Customer Environment
The environment consists of eight Nutanix nodes (servers) within a cluster running VMware vSphere 6.7 U3. The Nutanix clusters host core services (AD, SQL, File & Print, etc.) along with a Citrix Virtual Apps and Desktops 7.15 LTSR environment. Users access the environment via a pair of Citrix ADC VPX 200s. The user load is split between Virtual App sessions and Windows 10 virtual desktops.
How did we get to vSphere hosts at 100% CPU?
We had a scheduled outage to replace a bad memory DIMM in one of the Nutanix nodes. We went through the typical procedure of evacuating VMs from the host, putting the host in maintenance mode, and shutting down the host controller VM (CVM). The CVM provides the Nutanix software and serves all of the I/O operations for the hypervisor, in this case VMware vSphere. Unfortunately, when the CVM was powered down, this snowballed into the Nutanix cluster shutting down, which brought down another host CVM. The environment was down until we were able to reattach the CVM on the initial host. We thought we were all set at that point but noticed that the Nutanix cluster in Prism (Nutanix management) was at 100% CPU; this was the same within vCenter. All virtual machines were powered on and initially we did not see any issues regarding server access.

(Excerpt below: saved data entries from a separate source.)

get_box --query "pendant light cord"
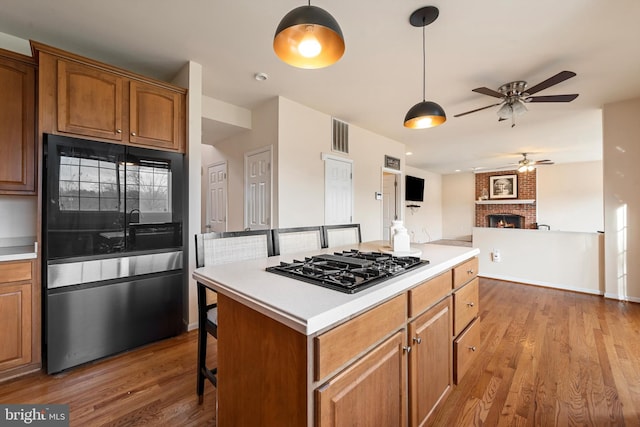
[422,17,426,102]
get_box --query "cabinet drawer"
[315,294,406,381]
[453,277,479,336]
[454,317,480,384]
[408,270,451,318]
[0,260,32,283]
[452,257,478,289]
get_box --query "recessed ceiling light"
[455,169,461,172]
[254,72,268,81]
[406,151,413,156]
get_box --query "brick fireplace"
[475,169,536,229]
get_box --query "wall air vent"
[332,118,349,154]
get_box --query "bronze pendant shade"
[404,6,446,129]
[273,4,345,69]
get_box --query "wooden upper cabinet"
[57,59,124,141]
[33,41,186,153]
[129,80,183,152]
[0,50,36,194]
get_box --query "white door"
[382,172,398,241]
[207,162,227,233]
[245,147,271,230]
[325,157,353,225]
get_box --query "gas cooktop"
[266,250,429,294]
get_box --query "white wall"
[473,227,604,295]
[537,161,603,232]
[403,166,442,243]
[173,61,203,330]
[203,98,279,231]
[0,196,37,247]
[441,172,475,240]
[208,96,408,242]
[603,97,640,302]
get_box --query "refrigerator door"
[45,134,126,259]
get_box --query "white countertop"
[193,241,479,336]
[0,245,37,262]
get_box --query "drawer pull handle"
[467,269,474,275]
[467,302,475,307]
[116,129,122,134]
[469,346,477,352]
[403,346,411,354]
[413,337,422,345]
[131,132,137,136]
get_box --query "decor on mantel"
[273,1,345,69]
[489,174,517,199]
[403,6,446,129]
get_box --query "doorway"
[206,161,227,233]
[244,147,272,230]
[324,155,354,225]
[382,169,401,241]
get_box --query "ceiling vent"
[332,118,349,154]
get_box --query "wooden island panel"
[217,293,308,426]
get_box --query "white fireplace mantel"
[475,199,535,205]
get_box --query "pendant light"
[404,6,446,129]
[273,1,345,69]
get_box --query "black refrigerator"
[43,134,185,373]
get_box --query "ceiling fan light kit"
[454,71,579,127]
[403,6,446,129]
[515,153,554,172]
[273,2,345,69]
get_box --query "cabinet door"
[0,260,32,371]
[57,59,124,141]
[0,53,35,194]
[316,330,407,427]
[129,80,184,152]
[408,297,452,427]
[453,277,479,336]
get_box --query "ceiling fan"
[454,71,579,127]
[511,153,554,172]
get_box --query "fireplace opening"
[487,214,524,229]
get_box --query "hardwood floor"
[1,278,638,426]
[0,331,218,426]
[429,278,640,427]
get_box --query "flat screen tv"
[405,175,424,202]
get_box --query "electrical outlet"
[492,249,501,262]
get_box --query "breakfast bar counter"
[193,241,479,335]
[192,241,480,427]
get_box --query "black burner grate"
[266,250,429,294]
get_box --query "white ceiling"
[2,0,639,173]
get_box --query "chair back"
[273,226,324,256]
[195,229,274,268]
[322,224,362,248]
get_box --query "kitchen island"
[193,241,480,426]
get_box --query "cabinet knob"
[467,269,474,275]
[468,346,477,352]
[413,337,422,345]
[402,346,411,354]
[467,302,475,307]
[131,132,137,136]
[116,129,122,134]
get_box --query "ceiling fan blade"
[526,94,579,103]
[454,102,503,118]
[472,87,504,98]
[526,71,576,95]
[533,160,554,165]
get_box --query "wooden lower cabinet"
[408,297,452,427]
[454,317,481,384]
[316,330,407,427]
[0,260,34,374]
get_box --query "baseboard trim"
[479,274,604,296]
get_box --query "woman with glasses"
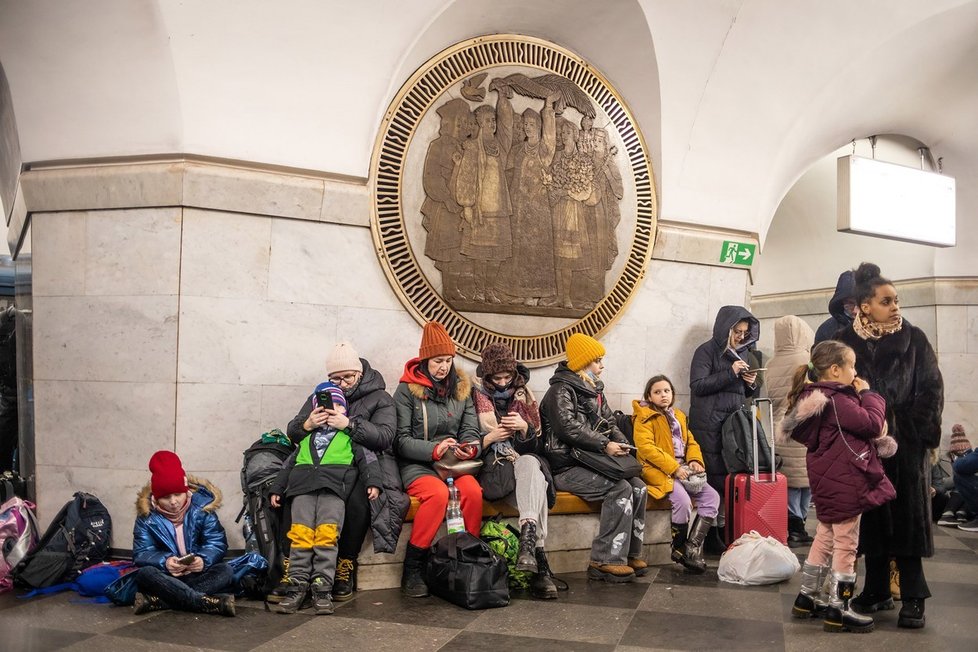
[688,306,761,550]
[278,342,409,603]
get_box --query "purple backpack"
[0,497,39,592]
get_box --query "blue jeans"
[788,487,811,521]
[134,562,233,612]
[954,470,978,514]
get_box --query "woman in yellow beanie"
[540,333,649,582]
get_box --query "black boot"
[266,556,291,604]
[273,579,308,614]
[332,557,357,602]
[529,548,558,600]
[516,521,538,573]
[788,516,813,548]
[199,594,236,617]
[897,598,925,629]
[823,572,874,633]
[683,516,714,573]
[310,576,334,615]
[792,562,828,618]
[133,592,170,615]
[670,522,689,567]
[401,544,430,598]
[703,525,726,556]
[850,590,895,614]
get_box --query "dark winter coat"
[285,358,408,554]
[269,431,380,501]
[472,367,556,507]
[835,323,944,557]
[133,477,228,570]
[392,360,480,488]
[688,306,760,489]
[780,383,894,523]
[814,271,855,345]
[540,362,629,474]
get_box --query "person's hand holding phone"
[304,406,329,431]
[605,441,629,457]
[741,371,757,385]
[453,442,478,460]
[500,412,528,435]
[184,555,204,574]
[323,409,350,431]
[433,438,458,460]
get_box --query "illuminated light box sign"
[837,155,956,247]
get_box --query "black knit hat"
[480,343,517,378]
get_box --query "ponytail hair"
[784,340,855,411]
[852,262,893,308]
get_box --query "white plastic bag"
[717,530,800,585]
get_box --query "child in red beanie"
[131,450,235,616]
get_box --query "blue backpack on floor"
[20,560,136,603]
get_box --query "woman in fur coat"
[834,263,944,629]
[392,321,481,598]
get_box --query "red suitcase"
[724,398,788,545]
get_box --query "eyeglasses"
[328,372,361,385]
[732,329,749,337]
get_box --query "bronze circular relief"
[370,34,656,365]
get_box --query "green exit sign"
[720,241,756,266]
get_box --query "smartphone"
[617,443,637,450]
[744,367,767,374]
[315,390,335,411]
[175,554,195,565]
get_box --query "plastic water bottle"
[445,477,465,534]
[242,514,259,552]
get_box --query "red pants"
[406,474,482,547]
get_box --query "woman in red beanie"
[392,321,481,597]
[131,450,235,616]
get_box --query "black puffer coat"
[835,323,943,557]
[287,358,409,554]
[688,306,760,491]
[814,271,855,345]
[540,362,628,474]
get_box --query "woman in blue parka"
[132,450,235,616]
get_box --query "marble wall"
[22,159,748,549]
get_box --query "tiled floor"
[2,523,976,652]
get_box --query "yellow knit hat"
[565,333,605,372]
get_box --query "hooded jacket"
[814,271,855,345]
[779,382,894,523]
[835,322,943,557]
[540,362,628,473]
[688,305,760,488]
[133,477,228,570]
[767,315,815,489]
[632,401,704,500]
[392,359,480,488]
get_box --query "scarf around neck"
[853,312,903,340]
[153,492,192,524]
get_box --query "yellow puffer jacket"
[632,400,705,499]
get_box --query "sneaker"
[310,577,334,615]
[937,511,958,526]
[587,561,635,583]
[958,517,978,532]
[955,511,970,523]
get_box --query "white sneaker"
[958,517,978,533]
[937,511,959,526]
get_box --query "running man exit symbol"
[720,241,756,266]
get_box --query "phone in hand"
[742,367,766,374]
[175,554,196,565]
[315,390,335,411]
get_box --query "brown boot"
[587,561,635,583]
[199,594,236,617]
[133,592,170,615]
[628,557,649,577]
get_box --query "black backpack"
[612,410,636,450]
[14,491,111,588]
[721,405,778,475]
[235,430,295,594]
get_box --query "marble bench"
[356,491,673,590]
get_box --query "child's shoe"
[791,562,828,618]
[332,557,357,602]
[266,557,291,603]
[133,592,169,615]
[273,579,308,614]
[199,594,236,617]
[310,577,334,615]
[823,572,873,633]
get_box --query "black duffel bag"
[570,447,642,480]
[425,532,509,610]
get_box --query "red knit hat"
[149,450,189,500]
[419,321,456,359]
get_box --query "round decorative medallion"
[370,34,656,365]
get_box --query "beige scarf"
[853,312,903,340]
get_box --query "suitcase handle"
[751,397,775,481]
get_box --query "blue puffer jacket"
[132,476,228,570]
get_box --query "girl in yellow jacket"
[633,375,720,573]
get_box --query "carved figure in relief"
[421,99,471,301]
[577,128,624,306]
[455,81,515,304]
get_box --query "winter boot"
[703,525,727,556]
[788,516,813,547]
[132,592,170,615]
[529,548,558,600]
[823,572,874,633]
[670,522,689,567]
[273,579,308,614]
[888,558,901,601]
[683,516,714,573]
[628,556,649,577]
[587,561,635,583]
[516,521,539,573]
[266,556,291,603]
[199,594,236,617]
[897,597,925,628]
[850,590,895,614]
[332,557,357,602]
[401,543,430,598]
[792,562,829,618]
[310,576,334,615]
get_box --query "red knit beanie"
[149,450,189,500]
[419,321,456,359]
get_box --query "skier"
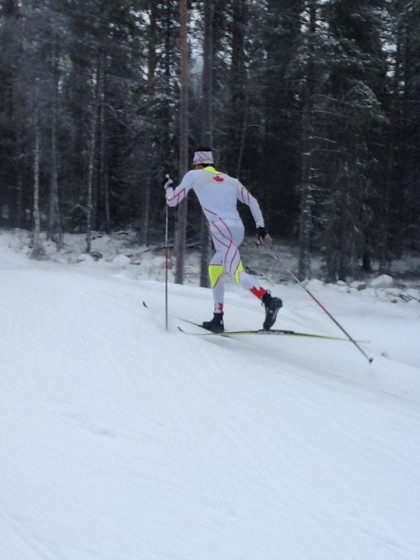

We opened cases with both VMware and Nutanix. The engineers started running ESXTOP on the hosts to find which VMs were taking up the CPU. Many VMs were extremely high (> 5%) on the %READY metric, definitely not a good sign. We tried rebooting one of the hosts, but as soon as we vMotioned VMs back to the rebooted host, the CPUs were pegged at 100%. While the VMware and Nutanix engineers were investigating the CPU issue, I searched for similar issues on the VMware and Nutanix forums, but didn’t find any.
I then checked Citrix Studio to determine the state of the Virtual App servers and Windows 10 VDI sessions. The Virtual App servers were registered and did not have any issues. However, the Windows 10 VDI sessions (approximately 70 sessions) were in an unregistered state, although powered on. I went through each Windows 10 VM in vCenter via the web console and discovered they were at a blue screen of death (BSOD). This was because when the Nutanix cluster shut down, the Windows 10 VMs lost storage access. I started to force restart all the affected Windows 10 VMs, which then started registering in Citrix Studio. Right after that, the CPUs for all hosts stabilized at 40% of load, which is the average load for this environment.
Lesson Learned
Don’t only look at the hardware/software aspects of the environment. Dig deeper, look at the state of the virtual machines that are hosted. In this case, I had never seen an issue like this and neither had the Nutanix or VMware engineers, or the escalation engineers. Also, without any reservations, virtual machines that are in BSOD will utilize as much CPU as possible.